Opinion
24-cr-6-jdp
07-09-2024
UNITED STATES OF AMERICA, Plaintiff, v. JAMES MORGAN, Defendant.
OPINION AND ORDER
JAMES D. PETERSON District Judge
Defendant James Morgan is charged with unlawfully possessing destructive devices (homemade shrapnel grenades) not registered to him in the National Firearms Registration and Transfer Record, in violation of 26 U.S.C. § 5861(d). Dkt. 10. Morgan moves to dismiss the indictment, Dkt. 22, and to suppress the critical evidence on the grounds that the evidence was improperly seized in this district pursuant to a warrant issued in the Eastern District of Wisconsin, Dkt. 23.

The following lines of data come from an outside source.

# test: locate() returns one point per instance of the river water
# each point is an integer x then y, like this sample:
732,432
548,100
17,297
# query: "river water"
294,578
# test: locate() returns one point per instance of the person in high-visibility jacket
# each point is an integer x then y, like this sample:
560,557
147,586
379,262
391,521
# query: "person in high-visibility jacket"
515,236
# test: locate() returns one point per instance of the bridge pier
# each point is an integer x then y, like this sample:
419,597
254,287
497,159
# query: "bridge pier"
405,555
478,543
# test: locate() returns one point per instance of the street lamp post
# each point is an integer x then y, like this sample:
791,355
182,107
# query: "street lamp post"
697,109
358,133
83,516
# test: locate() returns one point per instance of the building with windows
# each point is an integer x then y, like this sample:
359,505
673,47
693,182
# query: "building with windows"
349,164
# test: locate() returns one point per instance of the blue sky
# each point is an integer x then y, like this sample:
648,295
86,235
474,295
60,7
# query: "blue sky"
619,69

Magistrate Judge Crocker issued a thorough Report and Recommendation that both motions be denied. Dkt. 46. Morgan objects to the Report and Recommendation. Dkt. 47. Pursuant to 28 U.S.C. § 636(b)(1) and this court's standing order, I am required to review de novo the objected-to portions of the Report and Recommendation.
Morgan says that his objections are focused on key points where the analysis in the Report and Recommendation went wrong. But the objections are largely a reinforcement of the arguments that were presented to Judge Crocker.
As for the motion to dismiss the indictment, the court is persuaded that Judge Crocker's analysis is correct. The Seventh Circuit held that 26 U.S.C. § 5861 was a legitimate exercise of congressional taxing authority in United States v. Copus, 93 F.3d 269 (7th Cir. 1996) and United States v. Lim, 444 F.3d 910 (7th Cir. 2006). Morgan argues that the principles in National Federation of Independent Business v. Sebelius, 567 U.S. 519, 565 (2012), apply to § 5861 and thus undermine the reasoning of Copus and Lim. But if Copus and Lim are to be overruled, the court of appeals will have to do it.
Morgan's argument about the motion to suppress makes two main points. First, Morgan contends that the warrant application fails to establish a nexus between his racist, anti-government expressions and his home-made arsenal. Without that nexus, there is no reason to believe that Morgan is a domestic terrorist, which is what authorized the extra-territorial enforcement of the Eastern District warrant under Federal Rule of Criminal Procedure 41(b)(3).
The nexus is there. The definition of “domestic terrorism” in the relevant statute includes certain dangerous acts that “appear to be intended . . . to influence the police or a government by intimidation or coercion.” 18 U.S.C. § 2331(5)(B)(ii). In social media posts about his acid-shooting squirt gun, Morgan says, “People should not be afraid of their government governments should be afraid of their people. So here's how you make a device that shoots sulfuric acid!” Dkt. 23-1 at 10. Morgan says that if the “goobermint” comes for his guns, he'll use a home-made chlorine gas bomb on the government agents. Id. at 9. The warrant application shows that Morgan is not just a weapons fanatic who happens to be racist and anti-government. In his own words he links his arsenal to his ideology and discusses his plans to resist government authority. And the purpose of the resistance was to reverse government policy related to education, taxes, the military, and foreign relations. Id. at 5. The warrant application presented ample “reason to believe” that Morgan was involved in domestic terrorism as that term is defined in 18 U.S.C. § 2331(5). (And even if Rule 41(b)(3) required a showing of probable cause, I would hold that the standard had been met here.)
Morgan's second argument is that the warrant application was defective because it omitted information that other law-enforcement agencies familiar with Morgan had concluded that he was not a danger to others. The Report and Recommendation addressed this argument thoroughly, and I agree with the conclusion. Ultimately, Morgan might just have big mouth, with no real intent to hurt anyone. Some of the law enforcement officers who had investigated him reached that conclusion, at least tentatively. It would have been better practice to include information about the prior investigations in the warrant application. But I agree with Magistrate Judge Crocker that Morgan's arsenal and his social media posts would have provided adequate support for the warrant, even if all the information about the conclusions of other law enforcement officers had been included.
Finally, Morgan also argues that the good faith exception does not apply. The Report and Recommendation adequately addressed this issue.
The court will adopt the Report and Recommendation.
ORDER
IT IS ORDERED that the Report and Recommendation, Dkt. 46, is adopted, and defendant's motion to dismiss, Dkt. 22, and motion to suppress, Dkt. 23, are denied.